First, we need to set up a virtual environment to ensure all the dependencies for the Streamlit application are installed in an isolated environment. This helps avoid conflicts with system-wide Python packages.



sudo apt install python3-venv
python3 -m venv venv
source venv/bin/activate

Once the virtual environment is created then we need to install any requirements for the Streamlit application. For this, we will use pip to read the requirements.txt file and download all the libraries defined in that file.

pip install -r requirements.txt

Step - 9

Once everything is installed and ready, it's time to run your LLM-based application.

For this, you will run the following command:



python3 -m streamlit run <your-application-name>
python3 -m streamlit run app.py

Once you click on the external link, it will redirect to your streamlit application. And this is the public link that you can share with your friends and they can enjoy your application as well.

Voila!!!

The above command will run the application till your terminal is connected. Once it is closed the application will also stop working.
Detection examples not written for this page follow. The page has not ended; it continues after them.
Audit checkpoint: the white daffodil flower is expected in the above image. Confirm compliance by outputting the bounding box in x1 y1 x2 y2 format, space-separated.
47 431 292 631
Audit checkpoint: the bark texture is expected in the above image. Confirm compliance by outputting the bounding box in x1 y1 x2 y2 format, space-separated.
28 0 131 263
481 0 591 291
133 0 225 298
To Make sure the application keeps running if the terminal is disconnected, you need to run the following command.

nohup python3 -m streamlit run app.py

The nohup ensures the application keeps running even if you log out or lose your terminal session.

Conclusion

Deploying LLMs doesn’t have to be limited by your hardware. AWS offers a flexible, cost-effective way to harness the power of LLMs without investing in expensive GPUs. With the right instance and some optimization techniques like quantization, you can run sophisticated models in the cloud efficiently. By following this guide, you’re now equipped to deploy your own LLM-based application, making it accessible and scalable. So, dive into cloud deployment, share your innovations effortlessly, and let your application reach its full potential!